How to Lock User in Linux How would you lock a client account in Linux? Significantly more critically, how would you open the client in Linux? Learn different methods of securing and opening clients Linux order line.
3 different ways to bolt and open client accounts in Linux
There could be various reasons why you would need to cripple a client in your multi-client Linux condition.
Maybe a worker left the association and as opposed to erasing the client through and through, lock the record for chronicled reason.
In this instructional exercise, I’ll give you three different ways to secure a client Linux order line. I’ll additionally examine how to open the client.
Strategy 1: Lock and open clients with passwd order
The passwd order in Linux manages passwords of a client account. You can likewise utilize this order to bolt a client account.
The order fundamentally deals with the/and so forth/passwd record. You may physically adjust this document yet I prompt against it.
To bolt a client with the passwd order, you can utilize the choice – l or – lock thusly:
passwd – l user_name
Confirm the status of a client with passwd order
You can realize whether a client is bolted or opened utilizing the choice – S or – status of passwd order.
passwd – S user_name
Take a gander at the second field in the yield.
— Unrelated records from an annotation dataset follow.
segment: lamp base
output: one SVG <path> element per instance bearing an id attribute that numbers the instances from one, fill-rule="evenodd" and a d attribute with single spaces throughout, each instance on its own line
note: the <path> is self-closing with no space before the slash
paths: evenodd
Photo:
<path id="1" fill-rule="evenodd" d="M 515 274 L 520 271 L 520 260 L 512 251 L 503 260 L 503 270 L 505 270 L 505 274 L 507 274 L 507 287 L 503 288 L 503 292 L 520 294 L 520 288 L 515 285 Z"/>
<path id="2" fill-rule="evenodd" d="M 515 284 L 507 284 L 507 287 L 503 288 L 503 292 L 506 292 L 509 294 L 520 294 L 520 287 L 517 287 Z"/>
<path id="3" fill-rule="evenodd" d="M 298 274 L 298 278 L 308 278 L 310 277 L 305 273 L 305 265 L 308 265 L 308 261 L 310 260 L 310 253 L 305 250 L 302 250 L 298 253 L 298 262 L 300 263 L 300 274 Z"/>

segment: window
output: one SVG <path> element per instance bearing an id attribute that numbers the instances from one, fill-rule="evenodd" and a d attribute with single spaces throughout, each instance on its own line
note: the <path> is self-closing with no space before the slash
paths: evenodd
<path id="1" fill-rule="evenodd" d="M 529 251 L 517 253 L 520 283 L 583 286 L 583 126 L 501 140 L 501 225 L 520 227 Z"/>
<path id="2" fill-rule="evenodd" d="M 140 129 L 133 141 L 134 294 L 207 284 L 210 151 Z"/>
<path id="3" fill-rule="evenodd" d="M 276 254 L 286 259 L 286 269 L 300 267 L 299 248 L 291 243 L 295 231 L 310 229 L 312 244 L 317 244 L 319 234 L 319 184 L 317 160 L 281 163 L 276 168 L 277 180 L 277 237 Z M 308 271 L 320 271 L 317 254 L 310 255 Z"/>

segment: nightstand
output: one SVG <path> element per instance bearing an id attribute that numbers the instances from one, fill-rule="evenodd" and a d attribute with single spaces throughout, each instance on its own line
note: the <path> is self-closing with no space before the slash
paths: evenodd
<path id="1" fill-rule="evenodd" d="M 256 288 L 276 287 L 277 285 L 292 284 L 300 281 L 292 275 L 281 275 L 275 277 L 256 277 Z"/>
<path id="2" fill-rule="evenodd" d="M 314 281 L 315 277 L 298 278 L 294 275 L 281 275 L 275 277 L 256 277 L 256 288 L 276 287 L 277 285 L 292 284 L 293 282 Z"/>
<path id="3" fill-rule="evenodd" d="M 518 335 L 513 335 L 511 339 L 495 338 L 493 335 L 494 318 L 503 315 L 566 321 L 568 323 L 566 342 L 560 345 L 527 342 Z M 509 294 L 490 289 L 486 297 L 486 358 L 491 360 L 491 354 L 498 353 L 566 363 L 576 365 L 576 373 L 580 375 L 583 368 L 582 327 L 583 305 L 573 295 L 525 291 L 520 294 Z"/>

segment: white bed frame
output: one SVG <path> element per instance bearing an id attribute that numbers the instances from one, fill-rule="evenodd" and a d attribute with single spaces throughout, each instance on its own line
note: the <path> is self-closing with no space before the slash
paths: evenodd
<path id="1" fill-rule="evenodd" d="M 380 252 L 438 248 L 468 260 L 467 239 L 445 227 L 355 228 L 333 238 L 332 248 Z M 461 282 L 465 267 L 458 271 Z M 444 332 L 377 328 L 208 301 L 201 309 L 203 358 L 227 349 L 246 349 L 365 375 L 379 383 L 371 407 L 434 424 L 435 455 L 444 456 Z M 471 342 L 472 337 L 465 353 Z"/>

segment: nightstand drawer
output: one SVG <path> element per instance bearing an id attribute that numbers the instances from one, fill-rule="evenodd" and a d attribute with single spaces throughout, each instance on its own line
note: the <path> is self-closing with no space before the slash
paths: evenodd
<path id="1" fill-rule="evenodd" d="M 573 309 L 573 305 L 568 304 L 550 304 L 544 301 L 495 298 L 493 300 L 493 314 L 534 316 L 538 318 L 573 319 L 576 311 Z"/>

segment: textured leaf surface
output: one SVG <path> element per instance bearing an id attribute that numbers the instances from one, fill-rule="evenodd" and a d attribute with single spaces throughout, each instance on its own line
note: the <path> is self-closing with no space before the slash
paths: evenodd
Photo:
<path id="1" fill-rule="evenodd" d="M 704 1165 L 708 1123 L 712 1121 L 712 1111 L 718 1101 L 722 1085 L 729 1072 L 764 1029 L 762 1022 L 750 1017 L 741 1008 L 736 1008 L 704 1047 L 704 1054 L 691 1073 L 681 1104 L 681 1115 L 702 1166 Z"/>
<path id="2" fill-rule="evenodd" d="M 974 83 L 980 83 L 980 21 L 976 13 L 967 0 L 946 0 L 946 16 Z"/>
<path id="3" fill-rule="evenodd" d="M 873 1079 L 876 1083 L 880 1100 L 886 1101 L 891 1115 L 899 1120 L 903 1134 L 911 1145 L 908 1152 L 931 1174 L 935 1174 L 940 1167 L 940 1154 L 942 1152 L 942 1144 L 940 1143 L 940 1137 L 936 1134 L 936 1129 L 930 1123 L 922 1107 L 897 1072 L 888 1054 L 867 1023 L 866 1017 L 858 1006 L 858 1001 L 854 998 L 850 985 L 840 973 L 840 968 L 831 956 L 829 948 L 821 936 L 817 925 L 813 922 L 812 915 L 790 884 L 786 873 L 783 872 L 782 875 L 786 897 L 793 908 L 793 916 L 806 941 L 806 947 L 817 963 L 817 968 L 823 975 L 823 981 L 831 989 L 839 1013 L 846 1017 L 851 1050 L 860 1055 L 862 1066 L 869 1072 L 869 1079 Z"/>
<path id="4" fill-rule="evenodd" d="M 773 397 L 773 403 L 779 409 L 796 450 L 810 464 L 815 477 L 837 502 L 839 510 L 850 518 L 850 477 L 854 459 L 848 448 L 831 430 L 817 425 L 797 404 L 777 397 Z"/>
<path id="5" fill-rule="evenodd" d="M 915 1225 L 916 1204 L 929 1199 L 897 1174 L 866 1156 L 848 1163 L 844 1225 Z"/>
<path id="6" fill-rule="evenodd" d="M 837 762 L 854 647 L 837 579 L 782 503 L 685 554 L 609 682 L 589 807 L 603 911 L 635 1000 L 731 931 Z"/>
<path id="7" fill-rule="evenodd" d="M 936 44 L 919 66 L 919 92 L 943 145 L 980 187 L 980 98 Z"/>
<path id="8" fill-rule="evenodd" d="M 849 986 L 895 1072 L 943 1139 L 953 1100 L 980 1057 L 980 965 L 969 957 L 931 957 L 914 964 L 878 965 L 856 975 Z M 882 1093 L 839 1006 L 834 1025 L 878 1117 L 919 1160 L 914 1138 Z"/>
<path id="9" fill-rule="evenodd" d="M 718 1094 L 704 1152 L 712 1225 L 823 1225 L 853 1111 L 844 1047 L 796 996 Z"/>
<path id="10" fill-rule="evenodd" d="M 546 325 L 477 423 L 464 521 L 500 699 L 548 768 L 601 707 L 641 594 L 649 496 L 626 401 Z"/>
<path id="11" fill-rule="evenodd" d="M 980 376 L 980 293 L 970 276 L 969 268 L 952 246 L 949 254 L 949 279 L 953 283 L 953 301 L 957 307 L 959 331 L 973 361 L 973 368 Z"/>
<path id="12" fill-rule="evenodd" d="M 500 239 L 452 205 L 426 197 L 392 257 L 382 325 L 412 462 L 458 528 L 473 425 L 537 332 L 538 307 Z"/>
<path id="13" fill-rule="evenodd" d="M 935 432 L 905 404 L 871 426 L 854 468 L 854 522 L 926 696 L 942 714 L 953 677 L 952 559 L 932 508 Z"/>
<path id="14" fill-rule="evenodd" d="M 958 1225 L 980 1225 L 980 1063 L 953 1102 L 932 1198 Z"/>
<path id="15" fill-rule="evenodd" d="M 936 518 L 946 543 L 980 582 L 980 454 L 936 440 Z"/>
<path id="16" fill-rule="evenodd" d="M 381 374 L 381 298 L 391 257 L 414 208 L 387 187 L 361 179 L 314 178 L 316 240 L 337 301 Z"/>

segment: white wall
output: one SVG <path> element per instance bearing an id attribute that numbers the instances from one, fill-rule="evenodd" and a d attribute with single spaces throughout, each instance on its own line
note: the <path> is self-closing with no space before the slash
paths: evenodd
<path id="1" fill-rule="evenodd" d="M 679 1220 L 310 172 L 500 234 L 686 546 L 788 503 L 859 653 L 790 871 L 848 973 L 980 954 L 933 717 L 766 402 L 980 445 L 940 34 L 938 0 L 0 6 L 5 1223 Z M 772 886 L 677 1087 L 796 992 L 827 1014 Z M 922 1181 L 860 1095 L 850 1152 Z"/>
This is what it implies:
– P or PS: secret key is set (client is opened)
– L or LK: User is bolted
– N or NP: No secret key is required by the client
Here’s an example yield of the passwd order:
standard P 10/14/2019 0 99999 7 – 1
To open the client with passwd order, you can utilize the choice – u or – open:
passwd – u user_name
On Ubuntu, you’ll see a yield like this for both bolting and opening the client:
passwd: secret phrase expiry data changed
Shouldn’t something be said about login through SSH?
There is a significant issue with locking clients thusly. Since it just works with the/and so forth/passwd record, the bolted client will at present have the option to sign in through SSH keys (if login by means of SSH key is set). I’ll tell you the best way to manage it in the following segment.
Strategy 2: Lock and open clients with usermod order
You can likewise utilize the usermod order. The order is fundamentally utilized for altering client accounts in Linux.
You can likewise adjust the condition of a client by locking or opening with usermod.
To bolt the client, you can utilize the – L alternative as such:
usermod – L user_name
To open the client, you can utilize the – U alternative:
usermod – U user_name
How would you confirm if the client is bolted or not? The usermod order additionally chips away at the/and so forth/passwd record so you can utilize the passwd – S user_name order to check the status of the client.
In any case, usermod additionally works with the/and so forth/passwd document so this implies the bolted client might at present login through SSH keys, isn’t that so?
Believe it or not. In any case, there are approaches to beat this issue.
For instance, you can change the shell of the client to nologin and this won’t permit the client to login to a shell.
Another strategy is to bolt the client and give a terminated date before. What it does is that it impairs the record on a past date and afterward bolts it.
Ensure that the previous date is between 1970-01-02 and the current date.
usermod – L – expiredate 1970-01-02 user_name
You can switch it with this order:
usermod – U – expiredate ” user_name
There is a comparable method to secure the client Linux with chage order. How about we see it in the following area.
Strategy 3: Lock and open clients with chage order
The chage order is utilized for changing the client secret word expiry data.
It tends to be utilized to consequently bolt an inert client after certain number of long stretches of idleness.
Essentially what you did with the user mod order in the past segment can be accomplished with chage order this way:
chage – E 1 username
Fundamentally, you have set the terminated date to 1970-01-02. You can see the subtleties like this:
chage – E – 1 username
At long last…
As usual, there are different approaches to achieve an errand in Linux order line.
I have appeared here three strategies to secure and open clients Linux.
Do you know a superior way or do you have some accepted procedures proposal for locking clients? Do share it in the remark segment.